Il problema di re e regine è che non amano la corona. Identico destino per imperatori e imperatrici in qualunque versione vengano ritratti. E con queste pennellate arriva sul grande schermo l'ennesima versione di Sissi, al secolo Elisabetta d'Austria, moglie di Francesco Giuseppe. Cronaca e storia sono lontanissimi da queste sequenze molto - anche troppo - liberamente ispirate alla vita della sovrana che giornalisti e divulgatori hanno talora messo in parallelo con la Lady D. dei giorni nostri.
Questa Sissi firmata da Marie Kreutzer e interpretata da Vicky Krieps è una donna che non ha più voglia. Ossessionata dall'amore e dalle amicizie. Inquieta per l'ingresso negli anta. Obbligata a preservare la sua immagine. Soffocata dalle convenzioni fra cui il corsetto, legato sempre più stretto, è metafora efficace di un simbolismo opprimente. Vive i suoi giorni col sapore amaro dell'insoddisfazione, riempiendoli di viaggi e dei volti familiari di amici di vecchia data ed ex amanti. Più che una vita è una rincorsa verso un tempo proustianamente perduto in cui il peso massiccio del tempo che scorre viene alleggerito dal tentativo di rivivere la febbre di quegli amori scintillanti.

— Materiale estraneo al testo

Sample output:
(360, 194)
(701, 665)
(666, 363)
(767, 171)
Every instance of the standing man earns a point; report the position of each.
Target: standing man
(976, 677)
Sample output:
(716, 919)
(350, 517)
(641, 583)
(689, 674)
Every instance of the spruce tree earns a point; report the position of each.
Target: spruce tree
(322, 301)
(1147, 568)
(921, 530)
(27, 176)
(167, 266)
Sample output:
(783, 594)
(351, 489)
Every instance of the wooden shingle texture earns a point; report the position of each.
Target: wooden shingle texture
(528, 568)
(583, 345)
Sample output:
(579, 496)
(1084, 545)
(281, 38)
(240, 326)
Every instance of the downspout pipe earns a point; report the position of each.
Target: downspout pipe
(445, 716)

Ne esce un grande affresco, potente come solo i sentimenti sanno essere. Un quadro in cui i grandi gesti fanno rima con grande cinema ma dove le storie prendono le distanze dalla Storia. E Sissi può diventare la donna dallo schiaffo eclatante verso il destino. L'imperatrice che si sottrae ai suoi doveri o li asseconda senza entusiasmo con la sufficienza che le deriva dal sentirsi al di sopra di ogni parte di un mondo povero. E si fa beffe perfino di un'anagrafe lontanissima da quella della consorte di Francesco Giuseppe, morta giovane, a sessant'anni, di morte violenta.
Vinta, nella tragedia, da questa Sissi quarantenne più amara e sfortunata, se possibile. Decadentista ma cara agli dei. Eclatante e ancor più cara a un pubblico che al cinema vive dei grandi gesti di cui i semplici mortali non sono mai capaci, una volta fuori dalla sala.